I am considering getting a BBB to use with my Robotis robot kit to replace the CM-5 and CM-530 I’ve been using, and was hoping people here could give me help/advice/guidance, or direct me to those who can, as I have a million questions. I will start to list them here. Any help greatly appreciated in advance.
I’ve already written firmware for both the CM-5 (which is Atmega128 powered) and the CM-530 (which uses an STM32F103, an ARM Cortex M3), You can see the source for these here: http://sourceforge.net/projects/bioloidfirmware/ Obviously these are bare metal firmware given that the extremely limited platform in both cases couldn’t practically support an OS. I would like to port my code to the BBB. I want to stick with the bare metal approach, so I can go real time without having to use a patch for the OS or Xenomai, and since I won’t be interested in a good part of the functionality of the board initially (also I’m kind of a big Linux noob). I have already downloaded StarterWare and started poking around. The big draw for me to BBB is the processor clock speed (the CM-5 is just 16Mhz, the CM-530 not much better at 72), the huge memory (for the controllers I’m using now, we’re measuring in Kb), and the huge number for GPIOs (the CM-5 has none, the CM-530 only has a few). So here are some of my initial questions:
- Is anything special required to use the full 512MB memory? In other words, can I directly address all the available memory without having to go through any special procedures? Could I theoretically declare a really big structure (iike a MB or 2) or array and be able to handle it in code like I always have?

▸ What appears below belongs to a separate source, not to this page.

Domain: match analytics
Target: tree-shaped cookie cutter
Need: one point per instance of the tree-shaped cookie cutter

- With the code I’ve written thus far, the servos are updated 128 times a second. I have everything for doing that interrupt driven. I have a timer fire an interrupt every 8ms that calculates the next servo target positions and creates a packet to put in a buffer that feeds the shift register of the serial bus. The serial bus is also interrupt driven. When the buffer is loaded, an interrupt is enabled that fires whenever the shift register is empty. Every time it fires, it loads the next byte from the buffer. If the buffer is empty, it disables the interrupt. Receiving bytes is handled similarly, firing an interrupt every time a byte is received to put it in a buffer and empty the shift register. This allows the packets to be consumed as quickly as the 1Mb serial bus can consume them. Could I do something comparable on the BBB?
- My third, and heaviest question, is one of the main motivators for considering the BBB (and moving away from the above mention controllers). I would like to get into vision processing, so I would like to hook a camera (maybe two) to the BBB. I don’t want to use the camera cape (since I want to be able to position the camera somewhere else on the robot). Could I use something like the OV7670 hooked up to some GPIO pins? I was thinking something along the lines of having one pin output a clock to the camera (along with a pin for power and ground), and then have an input pin for the HREF, VSYNC, and pixel clock, and have the pixel clock pin set to fire an interrupt that would read the input pins that D0-D7 from the OV7670 are connected to and push them into a big buffer in memory. I figure for a 640 x 480 RGB565 image at 15 FPS, it would be about 9MB a second, and even if every byte was taking 20 to 30 clock cycles to handle (I think each interrupt could be handled much more quickly than this), it would only eat up at most 200Mhz a second (I’ve seen some posts talking about using the PRU for doing this). Does this sound totally off the wall? What would I need to interface the pins from the camera to the BBB GPIO pins?
I apologize for the long windedness of this. Like I said, I’m not really sure even where to start, or how applicable what little experience with ARM I already have is to this. Again, any help appreciated!